すると、私の顔を見て、修司くんとつるんでいる姿を見たクラスメイトが私の元に寄ってきていた。そしてスポーツドリンクを奪った後に私の頭の上からかけてくる。そして言い放った。
「くそビッチ。次は修司くんなの?」
「……」
「まじサイテーなんだけど。帰れよ!」
肩を押され、私は無気力に倒れる形で椅子から落ちた。そして掃除箱に椅子がぶつかり、ガンッッと言う音とともに教師、そして何故か修司くんが私の元に寄った。
「お、お前ら何してる!」
「先生なーんも?」
教師は女子生徒の言うことを鵜呑みにし、濡れている私に目もくれずその場を立ち去った。そして女子生徒たちは近くにいた修司くんの元へ行き可愛こぶりながら、あの女が〜と言い始めた。

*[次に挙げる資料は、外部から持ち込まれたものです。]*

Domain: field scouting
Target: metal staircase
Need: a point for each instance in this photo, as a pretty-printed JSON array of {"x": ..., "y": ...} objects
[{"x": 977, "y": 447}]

私は何も出来ない悔しさと、修司くんに情けない姿を見せてしまったことから涙を流しかけていた。
するとフワッといい匂いがしたと思ったら、次はぽんぽんと修司くんの大きい手が私の頭を襲った。
「大丈夫か?」
「……平気」
「無理するな。とりあえず俺のブレザー羽織っとけ」
修司くんはそういうと私の濡れている身体にブレザーをかけてくれた。私は慌てて返そうとしたが、その時には修司くんはぶりっこ女子生徒たちを冷たくあしらった。

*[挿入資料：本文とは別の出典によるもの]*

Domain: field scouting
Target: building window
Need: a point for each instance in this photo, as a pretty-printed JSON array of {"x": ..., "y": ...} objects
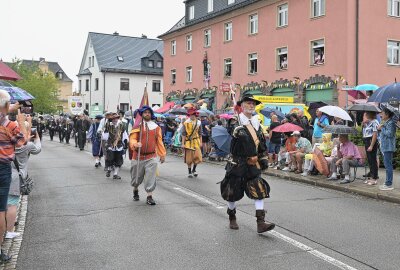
[
  {"x": 228, "y": 31},
  {"x": 253, "y": 63},
  {"x": 124, "y": 84},
  {"x": 157, "y": 86},
  {"x": 173, "y": 47},
  {"x": 207, "y": 38},
  {"x": 188, "y": 43},
  {"x": 318, "y": 52},
  {"x": 124, "y": 107},
  {"x": 210, "y": 5},
  {"x": 173, "y": 76},
  {"x": 318, "y": 8},
  {"x": 189, "y": 73},
  {"x": 283, "y": 11},
  {"x": 393, "y": 52},
  {"x": 281, "y": 58},
  {"x": 394, "y": 8},
  {"x": 253, "y": 24},
  {"x": 228, "y": 67},
  {"x": 191, "y": 12}
]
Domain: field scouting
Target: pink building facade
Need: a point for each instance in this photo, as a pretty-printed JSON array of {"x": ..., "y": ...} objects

「お前らみたいなのとつるんでた俺が馬鹿だったよ。もう近づくな。俺とつるみたかったら、他の子にも優しくするんだったな」
「え。修司くん?」
「俺の名前を呼んでいいのは、玲於と竜也、そして俺の彼女の由利香だけだ」
「はぁ?!?!」
女子生徒たちはそう言われただ立ち尽くしていた。その腹いせに私の元へ来るかと思いきや、女子生徒たちはその場に座り込み、修司くんに振られたことでショックで泣き始めた。
泣きたいのはこっちだよ!
そう言いたかったが、何を言っても女子生徒たちからの恨みは強くなるし、当たりもきつくなるとビビって私は何も言えずじまいで授業時間を迎えた。
授業中でも周りのイジメは続き、消しゴムが投げられたり、シャープペンシルの芯で背中をつつかれたりなどが数時間続いた。
私は苦しさから保健室に逃げた。
「あらどうしたの〜?」
「具合悪くて……」
「あらそう。ベッド用意するからちょっと待っててね」
保健室の先生は、ベッドを用意し始めた。私はそれを見ながら俯き、ただただ学校を辞めたいと思っていた。

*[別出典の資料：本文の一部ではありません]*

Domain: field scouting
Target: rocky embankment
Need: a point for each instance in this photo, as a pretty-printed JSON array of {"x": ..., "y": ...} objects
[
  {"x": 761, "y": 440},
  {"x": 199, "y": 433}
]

そしてベッドの準備が整い、私はベッドに寝転がり毛布に顔を埋めながら貯めていた涙を零した。
なんで私だけこうなったんだ。そう思いながらずっと泣いていると、保健室の先生が誰かと話していた。
「あら、珍しい。どうしたの?」
「すんません。教師からここに来た由利香の様子を見て来いって言われまして」
「今寝ているかも。私ちょっと職員室行くから、待っててくれるー?」
「うす。了解っす」
修司くんの声がした。そしてカーテンがシャーっと開く音がした。私は泣いている姿を見られたくなく、寝ているフリをしていると修司くんは私の頭をまた撫で始めた。
「ゆっくり寝ろよ。俺はお前の味方だ。今日帰り一緒にカフェでも行こうや」
そう一言だけ残し、修司くんは居なくなった。
私はただ修司くんの優しさに依存にも近い想いを抱き始めていた。